The following day we left for the hmmmm... not greener, but wetter pastures of Eilat, which is just a half hour south and on the very very southern tip of Israel at the Red Sea.  (http://en.wikipedia.org/wiki/Eilat).  Israel is incredibly narrow at that point of the triangle and therefore very very close to land borders with both Jordan, to the East, and Egypt, to the west.  Luckily these are fairly friendly borders.  The Red Sea, of course, is a misnomer.  For more on that see http://en.wikipedia.org/wiki/Red_sea.  It's not red.  Also, in Hebrew it's not called that -- it's Yam Soof, which I have to assume meant that they thought it was the sea at the end of their world.  This is also the sea that parted in half during the Biblical escape of the Jews from Egypt.  In order to observe this phenomenon, my mom and I took a little boat trip with a company called Yam Yisrael -- they have glass bottomed boats with a few decks where they go from Eilat to the edge of both Jordanian and Egyptian borders, and back.  It passed an area called "Dolphin Cove" where you can see dolphins surfacing, for some reason they especially like that area though they are not contained there (free food? ;)  You can see all sorts of amazing sea life through the glass bottomed area, and coral, especially in one area that I have not been able to figure out why they call "the Japanese Garden".  Most of the other passengers on the boat were Arab or Russian.  The boat people turned up some catchy Arabic music and the Arabs entertained themselves and others with some inspired dancing.  The Russians didn't do much to entertain -- there being no vodka around.   Anyway, folks, I have to tell you, the Red Sea did not part AT ALL during our little boat trip, tragically.  I asked for a refund but those folks have no sense of humor! ;-)











Later that evening we went on a search from our hostel to find Eddie's Hideaway, an aptly named restaurant which was really just a block or two from the hostel and featured delicious fish and seafood, apparently owned by an American.  Because it was so hidden away down an alley which emptied into a courtyard, it was just us and a large number of locals who all know about it, but no identifiable other tourists.  Very nice :)  They feature denis, which is also known as sea bream and local to that area.

The next morning we got up super early and went to the Coral Beach Nature Reserve (http://www.parks.org.il/BuildaGate5/general2/data_card.php?Cat=~25~~410455042) and I got to go snorkeling there and it was AMAZING.  I'd say the fishies and coral in Malaysia in the Perhentian Islands which I went to 8 months ago were even more amazing, but this was pretty cool indeed!  I loved floating past all that color and sea life.

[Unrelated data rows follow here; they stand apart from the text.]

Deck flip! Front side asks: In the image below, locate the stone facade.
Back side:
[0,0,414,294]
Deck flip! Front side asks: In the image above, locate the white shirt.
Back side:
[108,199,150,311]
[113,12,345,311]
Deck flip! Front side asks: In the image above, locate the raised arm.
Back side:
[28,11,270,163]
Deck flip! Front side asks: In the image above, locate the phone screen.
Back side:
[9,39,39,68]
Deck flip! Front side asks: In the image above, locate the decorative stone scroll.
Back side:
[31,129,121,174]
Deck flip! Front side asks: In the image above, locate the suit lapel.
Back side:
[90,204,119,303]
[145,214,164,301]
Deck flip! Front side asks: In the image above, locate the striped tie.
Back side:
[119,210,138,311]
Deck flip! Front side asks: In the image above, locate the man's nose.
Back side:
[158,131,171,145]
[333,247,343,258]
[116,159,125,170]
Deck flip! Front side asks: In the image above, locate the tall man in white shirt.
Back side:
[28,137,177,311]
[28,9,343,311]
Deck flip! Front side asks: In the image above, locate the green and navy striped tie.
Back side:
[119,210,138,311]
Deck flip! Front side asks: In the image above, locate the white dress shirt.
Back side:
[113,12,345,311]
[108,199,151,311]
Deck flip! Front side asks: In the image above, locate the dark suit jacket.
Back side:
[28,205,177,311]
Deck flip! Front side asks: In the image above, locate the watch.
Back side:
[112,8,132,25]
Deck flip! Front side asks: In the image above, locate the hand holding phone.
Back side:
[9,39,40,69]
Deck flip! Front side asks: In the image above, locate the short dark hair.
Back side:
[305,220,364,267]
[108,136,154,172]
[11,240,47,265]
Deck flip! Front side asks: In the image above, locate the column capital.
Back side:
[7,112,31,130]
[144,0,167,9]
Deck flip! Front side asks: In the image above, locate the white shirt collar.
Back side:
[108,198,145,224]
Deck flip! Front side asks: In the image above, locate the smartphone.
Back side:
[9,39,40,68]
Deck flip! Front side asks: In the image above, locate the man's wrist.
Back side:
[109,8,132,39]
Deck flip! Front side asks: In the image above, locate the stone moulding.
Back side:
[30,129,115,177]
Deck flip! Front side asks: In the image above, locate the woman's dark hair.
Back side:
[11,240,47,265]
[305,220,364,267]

Just sorry I couldn't do it for longer -- but we had to move on to the incredible Underwater Observatory (http://www.coralworld.com/eilat/eng/) where there are terrific and beautiful tanks of unusual fish but also a large area where you descend into the ocean inside this building and get to see the sea life all around you through windows without getting wet.  They also have tortoises, a shark tank where we got to see the feeding, a small Amazon section, and very lovely and patient staff who go through all sorts of interesting information and explanations in both Hebrew and English.  As a result I got to learn more words I never learned in bilingual school, important words like anemone שושנת-ים, shark כריש, fins סנפירים, etc.  I had so much fun I didn't want to leave!

































But we had to move on, from the Red Sea to the Dead Sea (I think it was called that because no life could exist there, it's 10x more salty than other oceans, but recently microbiologists have ruined all the fun with discovery of 11 bacterial species that can survive there -- but once again in Hebrew the name is more appropriately titled ים המלח or "Sea of Salt").  More on that in the next blog entry, but till then here's a link: http://en.wikipedia.org/wiki/Dead_sea

Enjoy!


1 comment:

  1. In Hebrew, Yam Soof means Sea of Reeds. It has been mistranslated in English to mean Red Sea.